# How much are you getting from in app tips



## Dreamcrusher (May 24, 2017)

For those that are in the 3 select cities that have tips in app how much are you getting in tips. Also has anyone seen an uptick in cash or combined tips from the news being out about tips? I had a group of 4 who talked about how great that it was that they were adding the tip button and then none of the 4 had the decency to pull out a few bucks. The ride cost them $10 so $2.50 a piece.. cheap people


----------



## DRider85 (Nov 19, 2016)

So far 4 bucks in 15 rides.


----------



## SadUber (Jun 8, 2017)

DRider85 said:


> So far 4 bucks in 15 rides.


Sounds about right.


----------



## Dreamcrusher (May 24, 2017)

DRider85 said:


> So far 4 bucks in 15 rides.


I've done 25 rides and got 1 $4 tip. I get a good amount of app tippers on Lyft but so far Uber isn't good. They need to do away with having to rate first. only about 40% of my rides even rate so that cuts the chances of a tip even more.


----------



## DRider85 (Nov 19, 2016)

Dreamcrusher said:


> I've done 25 rides and got 1 $4 tip. I get a good amount of app tippers on Lyft but so far Uber isn't good. They need to do away with having to rate first. only about 40% of my rides even rate so that cuts the chances of a tip even more.


It's not right


----------



## Shangsta (Aug 15, 2016)

Average about 20 dollars a day. Pays for my gas so I am thankful. I drive lyft a lot more than uber now. Tips are higher.


----------



## DRider85 (Nov 19, 2016)

Shangsta said:


> Average about 20 dollars a day. Pays for my gas so I am thankful. I drive lyft a lot more than uber now. Tips are higher.


How could you get 20 dollars a day? That's a lot.


----------



## islanders88 (May 7, 2017)

DRider85 said:


> How could you get 20 dollars a day? That's a lot.

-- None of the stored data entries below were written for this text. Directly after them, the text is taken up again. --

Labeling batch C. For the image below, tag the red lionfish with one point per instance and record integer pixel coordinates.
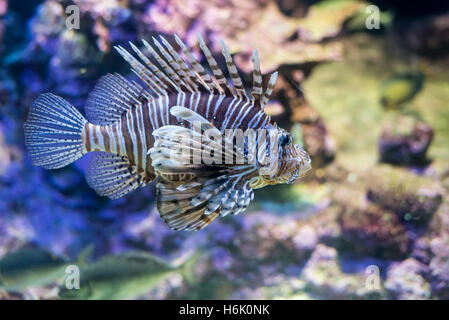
(133, 127)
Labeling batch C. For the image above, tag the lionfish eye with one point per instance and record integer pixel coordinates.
(285, 140)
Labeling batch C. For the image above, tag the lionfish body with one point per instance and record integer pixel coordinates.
(137, 127)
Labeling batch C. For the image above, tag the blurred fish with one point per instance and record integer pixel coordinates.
(126, 276)
(137, 129)
(400, 88)
(29, 267)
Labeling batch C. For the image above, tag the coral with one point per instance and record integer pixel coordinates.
(405, 142)
(411, 197)
(323, 275)
(439, 266)
(370, 230)
(405, 281)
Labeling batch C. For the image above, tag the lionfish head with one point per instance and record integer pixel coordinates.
(289, 161)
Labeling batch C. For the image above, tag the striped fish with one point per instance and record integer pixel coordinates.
(134, 129)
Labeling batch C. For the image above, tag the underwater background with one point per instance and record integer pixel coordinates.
(363, 85)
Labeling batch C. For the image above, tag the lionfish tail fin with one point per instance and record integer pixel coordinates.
(53, 132)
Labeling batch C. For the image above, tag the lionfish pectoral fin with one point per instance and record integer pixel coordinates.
(112, 175)
(112, 96)
(191, 193)
(195, 204)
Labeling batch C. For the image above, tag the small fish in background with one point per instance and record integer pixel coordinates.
(399, 89)
(134, 128)
(126, 276)
(29, 267)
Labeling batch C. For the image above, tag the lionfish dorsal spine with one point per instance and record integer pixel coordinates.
(256, 91)
(201, 74)
(269, 90)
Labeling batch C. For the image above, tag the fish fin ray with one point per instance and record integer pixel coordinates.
(112, 96)
(53, 132)
(112, 175)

Of course he wont reply now bcz pulling $20 on average is simply not true. Did about 50 trips and only two in app tips so far. The other commenter pointing out something about being rated first might be the reason why. A large sample of people just don't rate drivers if the rides are uneventful, therefore, they won't see the tip prompt right at the end.


----------



## encinoman777 (Apr 25, 2017)

Bottom line is that Uber riders liked the no tip policy and is why they chose Uber over Lyft. So low percentage of tips are likely and is what seems to be ringing true. My guess is that it will balance out over time. I also think if the driver adds to the rider experience with accessible phone chargers, clean car, etc... the more tips.


----------



## islanders88 (May 7, 2017)

encinoman777 said:


> I also think if the driver adds to the rider experience with accessible phone chargers, clean car, etc... the more tips.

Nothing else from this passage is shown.